Great discourses in here - and I can't be too surprised. It's what have been wired in us, introverts,debaters etc. It is what brings us here. That mind that thinks, and does it deeply, and freely, and independently. But the full conclusion of the matter is neither here nor there - in one, or a combination of personality types. We must keep an open mind as we trudge along. And let this be settled, that there is God

Guest (not verified) says...

This makes me feel emotionless...It's kind of like describing some one that's like me, but it leaves out parts of me that I really care about.

EngelbertHump (not verified) says...

After reading plenty about INTJ and listening to quite a few youtube videos, I believe that there are some people who are very good at detecting INTJ personalities, and they are the extroverted and covert narcissists, because they will make the effort to break through the narcissist's personal boundaries, which are boundaries others respect, and they will also throw all kinds of nonsensical argues and logical fallacies at an INTJ, knowing that the INTJ is going to be standing there wondering, "WTF?! That makes no sense whatsoever!" While the narcissists grin at how clever they think they are being, and how they imagine they have got the INTJ totally stumped. Consider that narcs are very envious people, they tend towards resentment and malicious sentiment, so that if they get a sense of the INTJ being of greater intelligence than themselves, they are going to feel slighted and offended by the INTJ's mere presence and existence, and so they will attempt to exploit any interaction they have with an INTJ.
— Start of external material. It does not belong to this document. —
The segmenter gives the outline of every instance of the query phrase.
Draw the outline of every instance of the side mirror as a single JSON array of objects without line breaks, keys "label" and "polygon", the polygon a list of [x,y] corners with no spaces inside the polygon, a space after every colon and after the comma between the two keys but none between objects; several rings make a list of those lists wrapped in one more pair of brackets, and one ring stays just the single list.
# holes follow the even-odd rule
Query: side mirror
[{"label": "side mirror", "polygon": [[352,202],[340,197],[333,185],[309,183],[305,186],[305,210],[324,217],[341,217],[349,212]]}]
MB INTJ (not verified) says...

I am intj but I believe in spiritual power.

Phoebe4 (not verified) says...

I think it's great that we've found something that helps us understand ourselves a little bit better, and lets us know we're not alone, but we shouldn't define ourselves according to the classic stereotypes or traits. If we all strictly behaved by the stereotype, we would be nothing more than analytical robots. It's entirely possible to be one type with behavior traits that defy the stereotype (such as being INTJ and Christian), or to have developed other traits (perception as a close second to judging). I have many beliefs, interests, hobbies, and talents that never show up on anything related to this personality, yet the essence of INTJ is me to the core. I see people type, "As an INTJ I ....", but I can't see ever making that kind of statement about myself, because then I would be stating that, "I behave this way because I am this personality." I am who I am, and that's fine.
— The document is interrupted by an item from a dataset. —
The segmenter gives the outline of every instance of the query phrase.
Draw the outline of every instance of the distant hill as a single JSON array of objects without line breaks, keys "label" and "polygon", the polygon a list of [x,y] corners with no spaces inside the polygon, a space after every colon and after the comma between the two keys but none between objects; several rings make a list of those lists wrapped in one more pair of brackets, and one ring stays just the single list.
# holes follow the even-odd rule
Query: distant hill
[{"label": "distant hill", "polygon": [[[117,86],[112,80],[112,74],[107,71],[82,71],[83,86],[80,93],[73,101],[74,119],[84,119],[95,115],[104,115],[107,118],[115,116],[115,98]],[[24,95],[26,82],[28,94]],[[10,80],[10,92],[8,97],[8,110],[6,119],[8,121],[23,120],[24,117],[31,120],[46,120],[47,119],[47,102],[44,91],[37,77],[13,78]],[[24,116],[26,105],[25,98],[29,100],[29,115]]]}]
phoebs (not verified) says...

I wish people would quit saying, "As an INTJ I..." It implies that you identify with a certain category, therefore you behave a certain way, as if you have no control over it. I doubt many people who actually are INTJ are hardcore. Fitting the stereotype, and only the stereotype, would result in someone behaving as a cold-hearted robot. It's entirely probable to have developed some of the opposite personality components to some extent. I am INTJ, but have a healthily developed P. I think a sliding scale (for example, comparing your level of S to N) would be a more appropriate visual. Whatever our innate self is at birth, we can't ignore that experience does shape who we are. We all know different people respond to the same event differently. The same group of veterans can experience the same firefight, lose the same members of their unit, and upon returning home, different sensory events will trigger the same memory and result in different emotions and reactions. Extroverts may become introverts, if they were not extreme extroverts before deployment. Positive experiences can shape us as well, and it's worh remembering that different functions manifest and recess as we mature. Also worth remembering that we answer questions on personality tests in light of how we see ourselves - or to get the result we want for those of us who can manipulatesuch tests - and may not necessarily be accurate.